TAKASHI MIIKE’S DEAD OR ALIVE TRILOGY

DEAD OR ALIVE
Dir. Takashi Miike, 1999.
Japan. 105 min.
SATURDAY, MARCH 3 – 7:30 PM
MONDAY, MARCH 5 – 7:30 PM
FRIDAY, MARCH 9 – 10 PM
MONDAY, MARCH 19 – 10 PM
SUNDAY, MARCH 25 – 5 PM

ONLINE TICKETS HERE

“A hit of pure aesthetic cocaine”
-Slant
“BREATHLESS for a new century”
-Tom Mes

Beginning with perhaps the longest line of coke ever snorted on screen and finishing with nothing short of the destruction of the entire world, Takashi Miike’s DEAD OR ALIVE is sure to please fans of the director’s trademark transgressive shock. Yet beyond Miike’s typical chaotic cult movie appeal DEAD OR ALIVE manages to also demonstrate a remarkably well put-together genre offering that makes a compelling case for Miike as a more refined, nuanced auteur than he is typically given credit. When small-time Yakuza boss Ryuuichi (Japanese action movie icon Riki Takeuchi) starts murdering rival gangsters in an effort to gain power in the underworld, Detective Jojima (early Kiyoshi Kurosawa regular, Show Aikawa) must weave his way through various underworld networks to end the bloodbath.
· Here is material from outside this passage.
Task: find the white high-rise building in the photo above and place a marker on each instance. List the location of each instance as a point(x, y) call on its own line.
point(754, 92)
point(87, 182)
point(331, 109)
While typical Miike oddities like a gangster getting his hand breaded and fried or a man in a giant chicken suit getting blown to bits in a sea of feathers certainly shine throughout, these are often only window dressing for the emotionally engaging tale of masculine aggression and crumbling family structures that form the meat of the story.


DEAD OR ALIVE 2: BIRDS
Dir. Takashi Miike, 2000.
Japan. 97 min.
SATURDAY, MARCH 3 – 10 PM
MONDAY, MARCH 5 – 10 PM
TUESDAY, MARCH 13 – 10 PM
THURSDAY, MARCH 22 – 7:30 PM
WEDNESDAY, MARCH 28 – 7:30 PM

ONLINE TICKETS HERE

“Miike’s greatest achievement.”
-Tom Mes, Agitator: The Cinema of Takashi Miike

More pastoral poem than yakuza film, DEAD OR ALIVE 2: BIRDS detours significantly from the previous film into a more elegiac and contemplative tone than Miike is typically known for. When hitman Mizuki (Show Akawa) finds his target assassinated by a rival hitman just as he’s about to pull the trigger, the biggest surprise is that the other assassin is childhood friend and fellow orphan Shuuichi (Riko Takeuchi). After encountering each other again while hiding out on the island where they grew up, the two gangsters reconnect and take a rosy trip down memory lane. As they relive erotic schoolyard games, pay respects to a dying former mentor, and don colorful animal costumes to perform a sexual children’s play for the local orphan, the two tough guys start to reflect on the lost dreams of childhood. Yet this idyllic tone is continually upset by Miike’s ever-provocative direction which takes delight in frequent reminders of the hyper-violent yakuza massacre that is happening back on the mainland. What results from these sudden tonal and narrative shifts is a truly bold and unified poetic vision on the dreams of childhood and violences of maturity that manages convey as much tenderness as chaos.


DEAD OR ALIVE 3: FINAL
Dir. Takashi Miike, 2001.
Japan. 89 min.
SATURDAY, MARCH 3 – MIDNIGHT
WEDNESDAY, MARCH 7 – 10 PM
SUNDAY, MARCH 11 – 7:30 PM
THURSDAY, MARCH 22 – 10 PM
FRIDAY, MARCH 30 – 7:30 PM

ONLINE TICKETS HERE

After the hyper-violent chaos of the first film and the nearly languid nostalgia-trip of the second, Miike takes DEAD OR ALIVE 3: FINAL through another wild turn towards pure cyberpunk territory. Set 300 years in the future when Japan is the last country on earth and yet almost no one speaks Japanese, Show Aikawa plays a fugitive replicant who befriends a small boy and falls in with a group of bickering resistance fighters. Hot on his trail is Riki Takeuchi in sunglasses and a stylish leather trench coat, begrudgingly taking orders from a maniacal general bent on spreading sexual repression throughout the land. Filled with stylish MATRIX-inspired action sequences, some impressively dystopic looking Hong Kong cinematography, and a wonderfully weird semi-nude saxophone obsessed henchman, DEAD OR ALIVE 3: FINAL manages to expand upon everything great about the series so far, while underscoring it with a refreshingly self-referential subtext that delivers some truly gonzo thrills of its own.